Meine Kinder wissen, - mit meinem Geburtstag bin ich heikel. Andere Menschen ignorieren die Tatsache, daß sie wieder ein Jahr älter geworden sind, ich aber zelebriere diesen Vorgang ausgiebig mit meinen Freunden. Je älter ich werde, desto lieber und ausgiebiger feiere ich, und mein Geburtstag ist kein Tag mehr, sondern eine Festivalwoche, bis ich alle freiwilligen Feierwilligen durchhabe.

Natürlich gibt´s auch ein Familienfest. Die Omi köchelt zu diesem Zweck einen halben Tag lang und erwartet, daß abends die Truppe vollständig antritt.

Irgendwie passiert es dieses Jahr, daß mir mein Sohn eine Stunde vor Festbeginn „durch die Lappen geht“.

Angeblich,  so der Rest der Sippe, soll er das Chaotische, Spontane von mir haben. Daran liegt´s wohl, daß ich vergessen habe,  ihn rechtzeitig auf das Abendprogramm einzustimmen.

Als ich die Tür ins Schloß fallen höre, nachdem das gute Kind sich ausnahmsweise den ganzen Nachmittag mit schulischem „Kram“ beschäftigt hat, denke ich mir nicht viel.

Höchstens, - er will wahrscheinlich eins der vielen „fliegenden“ Blätter, (die bei ihm tatsächlich immer Flügel kriegen, und die er sich deshalb vor lebenswichtigen Prüfungen von einem ordentlicheren Kollegen ausborgen muß), zurückbringen.

Er ist weg. Weg, wie das berühmte „Würstel vom Kraut“, und ich schäume.
Weiß ich doch, daß alle, insbesondere die Omi, befremdet bis empört sein werden.
Familienessen sind heilig, zwar von einer schrillen, Fellini-artigen Heiligkeit, aber heilig.
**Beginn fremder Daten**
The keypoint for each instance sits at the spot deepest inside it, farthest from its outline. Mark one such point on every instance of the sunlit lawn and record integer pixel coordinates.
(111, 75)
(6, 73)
Also telefoniere ich.

An der Strippe sind verschiedene „Kontaktpunkte“ meines Sohnes, die er nach nervigen Lerneinheiten zwecks Entspannung aufzusuchen pflegt.

Der erste Punkt ist eine Pleite.
Der zweite ebenfalls.
Der dritte ist der erfolgversprechendste. Dort hausen drei Jungs und eine kleine Schwester. Neben den vielen Freunden, die dort ihren Stammtreff und ihr Party-Areal haben, scheinen auch Eltern zu existieren, aber angenehm dezent im Hintergrund.

Als ich dort anrufe, hebt die kleine Schwester ab. Ich verlange, einen der größeren Brüder zu sprechen. Dieses Anliegen brüllt die Kleine offensichtlich über eine Stiege hinauf ins Obergeschoß.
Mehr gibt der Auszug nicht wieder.